The fact that the traditional food of Bahia evolved from ritual dishes that the enslaved votaries served to the African deities they remembered from their distant homelands was also a revelation. I discovered Africa in the New World in Salvador. From street vendors selling black-eyed-pea fritters like those I knew from West Africa to the sugarcane-based cachaça that had hints of Southern moonshine, this was a world that combined Africa, the Caribbean, and the traditions that I knew from my grandmothers. Surprisingly, while Bahia's crisp, savory fritters and fish stews redolent of the red palm oil called dendê were culinary revelations, the Bahian dish that has remained most vibrantly alive for me is one that owes as much to Portuguese convents as to West African temples: quindim, a combination of macaroon and flan. The delicious conjoining of sugar and coconut that is served up on street corners by women whose dress inspired Carmen Miranda encapsulates all of Salvador's history for me.
I have other favorite spots, each with its own personality and its own food.
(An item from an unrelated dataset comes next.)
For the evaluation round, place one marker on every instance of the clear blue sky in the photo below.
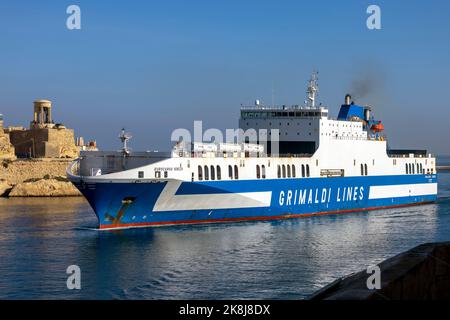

Take Guadeloupe and Barbados and Jamaica—places in the Caribbean where I am more at home than when I am at home—and new discoveries like Beijing, Shanghai, and Shenyang, in China, where I ventured for the first time in 2019. In my travels, I have created family for myself in the world: a Brazilian godson here, a Yoruba one there, and some close-as-sisters girlfriends in Benin, Bahia, and Beijing. I am as at home in the rambling marketplace in Cotonou as I am in the kitchen of a Candomblé house in Salvador da Bahia, Brazil. I've eaten at the Sabbath table of the chief rabbi of Nancy, France, and broken the Ramadan fast with friends in Marrakech, Morocco. My life has been as full of memories created in other lands as my passport is filled with stamps. As a result, my world of food is quite literally the world.
The pandemic has made me cool my jets and rest my feet at home for longer than I ever have in my adult life, but it has only served to remind me that as soon as it is again possible, I'm heading to an airport and taking off. For I've got itchy feet, and as long as I can haul a suitcase, I will always be a traveler.